Script to Report ESXi Path Status to a SAN
Hey everyone - one of my customers was doing some maintenance on the FC switches recently and wanted an easy way to ensure that all of their ESXi hosts had 4 Active links to their datastores before bringing a switch down for maintenance. Sure, we can click through the GUI and manually examine each host... or we can automat it!
So, I wrote a script to report the status of all paths to a given datastore (or datastores via wildcard matching) for all hosts that are connected to it! The usage on this guy is pretty straight-forward: .\report-datastorePaths.ps1 -datastoreName <name of datastore to examine; multiple datastores may be specified with wildcards> -alertThreshold <if the number of active paths is less than this number, alert the user>
That -alertTreshold parameter (which defaults to 4) is used to cause the script to write to the host if it ever finds a host with fewer than that number Active links. So, if it doesn't spit out any red text, you're probably good to go... but should still examine the table that it generates to make sure that there's nothing unexpected in the "paths" column that might've tripped it up. This worked for me in my environment, but there's a lot of variability out there, so test thoroughly before trusting its results and always make sure that you understand what internet-code is gonna do before you execute it!
Speaking of "internet code" there are effectively four lines that are really meaningful in this script (the rest just gets the objects that need to be examined or manage output or handle errors):
$naaID = $Datastore.extensiondata.info.vmfs.extent.diskname
$arguments = $esxcli.storage.core.path.list.createArgs()

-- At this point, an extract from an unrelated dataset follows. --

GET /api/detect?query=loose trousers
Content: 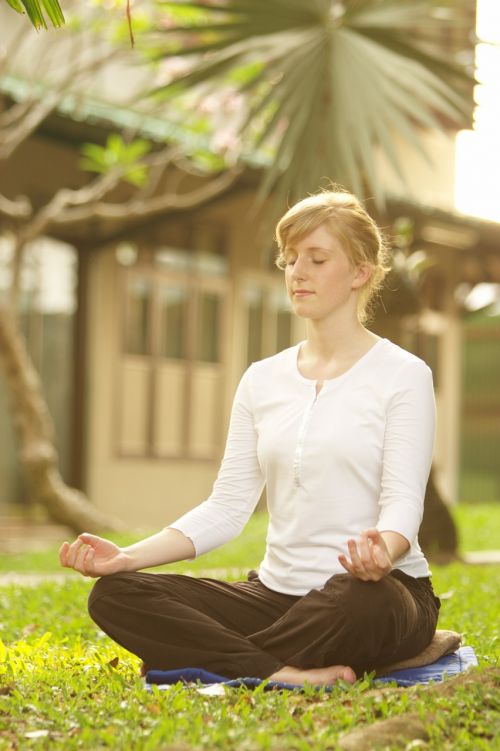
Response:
[89,569,439,678]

$arguments.device = $naaID
$paths = ($esxcli.storage.core.path.list.invoke($arguments)).state
You can probably guess, but $Datastore is then result of a get-Datastore and $esxcli is the result of get-esxCLI -v2. These lines are just figuring out the naa ID of the datastore that we want to look at, then invoking esxcli storage core path list -d <that naa id> to display the paths to that storage device. Since that $esxcli is inherently tied to a given ESXi host, it's going to show us the paths to that device from that host. So, I just baked all of that into a pair of foreach loops to give me every host's perspective on every datastore, and voila!